L’expert-comptable de LLA exclut tout allongement du crédit : « Pendant deux ans, la BNP a proposé ces durées de financement et ça n’a jamais fonctionné. » Notamment, parce qu’elles induisaient une hausse des prix de cession en améliorant la capacité d’endettement des acquéreurs.

 

Dans le cas d’une pharmacie à l’impôt sur les sociétés (IS) de 2,182 M€ avec un EBE de 231,7 k€, un prix de cession de 88 % du CA HT (1,868 M€), une quotité financée de 100 % par la banque à un taux de 4 % (soit un remboursement annuel de 196 200 €), il reste un disponible de – 15,5 k€  (après remboursement des annuités, rémunération du titulaire et paiement de l’IS). Un tel dossier sera rejeté par la banque.

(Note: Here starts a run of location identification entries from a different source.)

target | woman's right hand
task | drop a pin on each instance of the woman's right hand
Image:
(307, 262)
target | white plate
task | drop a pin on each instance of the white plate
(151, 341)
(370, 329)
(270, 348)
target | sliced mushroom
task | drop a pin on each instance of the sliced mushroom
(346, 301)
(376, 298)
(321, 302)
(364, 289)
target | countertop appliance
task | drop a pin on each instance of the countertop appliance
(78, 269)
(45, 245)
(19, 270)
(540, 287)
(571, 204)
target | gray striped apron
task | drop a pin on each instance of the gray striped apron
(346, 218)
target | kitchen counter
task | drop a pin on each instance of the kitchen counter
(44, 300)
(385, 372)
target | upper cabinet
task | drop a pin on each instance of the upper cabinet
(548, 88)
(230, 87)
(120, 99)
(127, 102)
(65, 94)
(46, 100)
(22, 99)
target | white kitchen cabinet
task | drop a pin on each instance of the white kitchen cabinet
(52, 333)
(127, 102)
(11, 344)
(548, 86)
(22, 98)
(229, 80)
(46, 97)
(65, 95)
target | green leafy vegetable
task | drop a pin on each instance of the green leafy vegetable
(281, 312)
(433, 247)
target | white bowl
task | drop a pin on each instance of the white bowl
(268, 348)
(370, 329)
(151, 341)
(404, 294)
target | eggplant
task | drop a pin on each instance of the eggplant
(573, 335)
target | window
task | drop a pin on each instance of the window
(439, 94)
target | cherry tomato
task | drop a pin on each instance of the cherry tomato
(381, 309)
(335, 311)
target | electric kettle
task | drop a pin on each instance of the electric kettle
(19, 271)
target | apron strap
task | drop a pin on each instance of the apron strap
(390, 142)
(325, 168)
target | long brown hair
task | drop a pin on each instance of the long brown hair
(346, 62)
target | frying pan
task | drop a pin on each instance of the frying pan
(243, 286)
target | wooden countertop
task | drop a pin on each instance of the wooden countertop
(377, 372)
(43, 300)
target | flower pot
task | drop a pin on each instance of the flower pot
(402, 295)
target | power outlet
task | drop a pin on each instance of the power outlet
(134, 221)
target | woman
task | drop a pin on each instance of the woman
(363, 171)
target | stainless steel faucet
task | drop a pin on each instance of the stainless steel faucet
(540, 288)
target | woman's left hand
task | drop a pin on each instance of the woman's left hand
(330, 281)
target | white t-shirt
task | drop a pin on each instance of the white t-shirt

En revanche, l’hypothèse 2 (prix de cession de 74 % du CA HT : 1,567 M€) permet de diminuer la charge d’emprunt (annuité de 164 635 €) et de dégager un disponible, cette fois, positif de 13,1 k€. Ce dossier passera auprès de la banque.

 

En l’absence de cet ajustement des prix à la baisse, « nous courons tout droit à la financiarisation de la profession », met en garde Joël Lecoeur, estimant que les boosters d’apport initialement développés pour compléter l’apport personnel du jeune auront vocation à financer le « surprix » et que le recours massif à l’emprunt obligataire (obligations convertibles en actions, bons de souscription d’actions, etc.) conduira à de nouveaux abus (taux d’intérêt confiscatoire des bénéfices pour l’exploitant, prime de non-conversion, etc.).